In [None]:
import mlrun
mlrun.mlconf.dbpath = 'http://mlrun-api:8080'

# archive to folder

In [None]:
import urllib3
urllib3.disable_warnings()

In [None]:
# load function from Github
xfn = mlrun.import_function('https://raw.githubusercontent.com/yjb-ds/functions/master/fileutils/open_archive/function.yaml')

# configute it: mount on iguazio fabric, set as interactive (return stdout)
xfn.apply(mlrun.mount_v3io())
xfn.interactive = True

# create and run the task

images_path = '/User/mlrun/functions/images'

open_archive_task = mlrun.NewTask(
    'download',
    handler='open_archive', 
    params={'target_path': images_path,
            'key'        : 'contents'},
    inputs={'archive_url': 'http://iguazio-sample-data.s3.amazonaws.com/catsndogs.zip'}
)

# run
run = xfn.run(open_archive_task)

_________

# archive to parquet

#### load and configure function

In [None]:
# load function from Github
xfn = mlrun.import_function('https://raw.githubusercontent.com/yjb-ds/functions/master/fileutils/arc_to_parquet/arc_to_parquet.yaml')
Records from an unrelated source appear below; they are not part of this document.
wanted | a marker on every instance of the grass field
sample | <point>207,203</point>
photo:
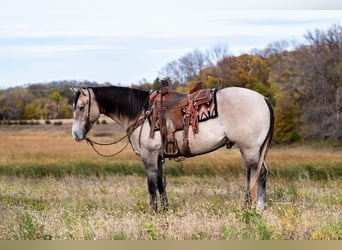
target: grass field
<point>54,188</point>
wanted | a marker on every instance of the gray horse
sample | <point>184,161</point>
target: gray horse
<point>245,118</point>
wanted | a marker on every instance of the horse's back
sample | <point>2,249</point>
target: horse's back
<point>245,114</point>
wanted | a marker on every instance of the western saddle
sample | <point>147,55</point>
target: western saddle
<point>171,111</point>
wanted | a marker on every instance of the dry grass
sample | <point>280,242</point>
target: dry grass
<point>116,207</point>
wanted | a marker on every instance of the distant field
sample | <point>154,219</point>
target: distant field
<point>54,188</point>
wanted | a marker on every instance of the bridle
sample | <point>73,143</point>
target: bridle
<point>138,122</point>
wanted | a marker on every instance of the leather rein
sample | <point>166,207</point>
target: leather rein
<point>138,122</point>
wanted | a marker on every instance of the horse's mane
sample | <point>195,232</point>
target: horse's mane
<point>122,101</point>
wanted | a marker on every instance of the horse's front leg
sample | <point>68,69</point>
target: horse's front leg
<point>151,167</point>
<point>162,183</point>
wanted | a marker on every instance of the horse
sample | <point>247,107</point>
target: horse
<point>245,119</point>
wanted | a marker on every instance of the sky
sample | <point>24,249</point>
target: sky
<point>123,42</point>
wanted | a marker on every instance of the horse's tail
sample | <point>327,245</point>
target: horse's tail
<point>263,151</point>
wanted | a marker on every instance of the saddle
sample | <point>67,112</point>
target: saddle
<point>172,111</point>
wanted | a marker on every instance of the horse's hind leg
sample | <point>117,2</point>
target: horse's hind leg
<point>152,180</point>
<point>262,187</point>
<point>162,183</point>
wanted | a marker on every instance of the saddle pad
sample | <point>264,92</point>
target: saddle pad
<point>205,111</point>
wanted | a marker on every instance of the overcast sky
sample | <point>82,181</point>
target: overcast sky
<point>126,41</point>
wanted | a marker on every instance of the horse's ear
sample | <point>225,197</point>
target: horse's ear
<point>83,91</point>
<point>74,90</point>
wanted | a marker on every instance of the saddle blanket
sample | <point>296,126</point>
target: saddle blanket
<point>205,111</point>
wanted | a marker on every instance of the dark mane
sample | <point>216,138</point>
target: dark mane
<point>122,101</point>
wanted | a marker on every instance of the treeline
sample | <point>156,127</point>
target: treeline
<point>303,82</point>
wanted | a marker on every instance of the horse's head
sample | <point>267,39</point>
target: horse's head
<point>86,112</point>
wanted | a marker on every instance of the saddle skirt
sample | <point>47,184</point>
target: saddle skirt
<point>171,111</point>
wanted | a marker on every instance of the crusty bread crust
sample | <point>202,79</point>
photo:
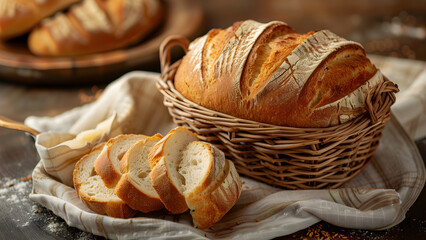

# configure function: mount on the Iguazio data fabric, set as interactive (return stdout)
xfn.apply(mlrun.mount_v3io())
xfn.interactive = True

#### deploy / build

The following triggers a build when run for the first time using specs found in the yaml file above.  Unless that file changes, this only needs to be run once, even after the notebook has been restarted:

In [None]:
xfn.deploy()

Also note that the build time can be reduced if you specifiy a pre-built image with all required packages.

In [None]:
# useful constants
target_path = '/User/mlrun/functions/parquet'
archive = 'https://fpsignals-public.s3.amazonaws.com/x_test_50.csv.gz'
parquet_file = 'x_test_50.parquet' # the file extension is not necessary
parquet_file_path = target_path + "/" + parquet_file
artifact_key = 'raw_data'

In [None]:
# create and run the task
arc_to_parq_task = mlrun.NewTask(
    'arc2parq', 
    handler='arc_to_parquet',  # a string since we are calling this 'remotely', outside this notebook
    params={
        'target_path': target_path,
        'name'       : parquet_file, 
        'key'        : artifact_key,
        'archive_url': archive},
    outputs=[artifact_key])

# run
run = xfn.run(arc_to_parq_task)

___

### tests

In [None]:
import os
import numpy as np
import pandas as pd

In [None]:
# add more context tests
# convert these to real tests

In [None]:
assert artifact_key in run.outputs.keys(), f"mlrun.functions: key {artifact_key} not fond in outputs"
assert os.path.isfile(parquet_file_path),  f"mlrun.functions: artifact source not found at {parquet_file_path}"

In [None]:
original = pd.read_csv(archive)
copied   = pd.read_parquet(parquet_file_path, engine="pyarrow")
assert np.array_equal(original, copied),   "mlrun.functions: original and copied data not equal"

### cleanup

In [None]:
os.remove(parquet_file_path)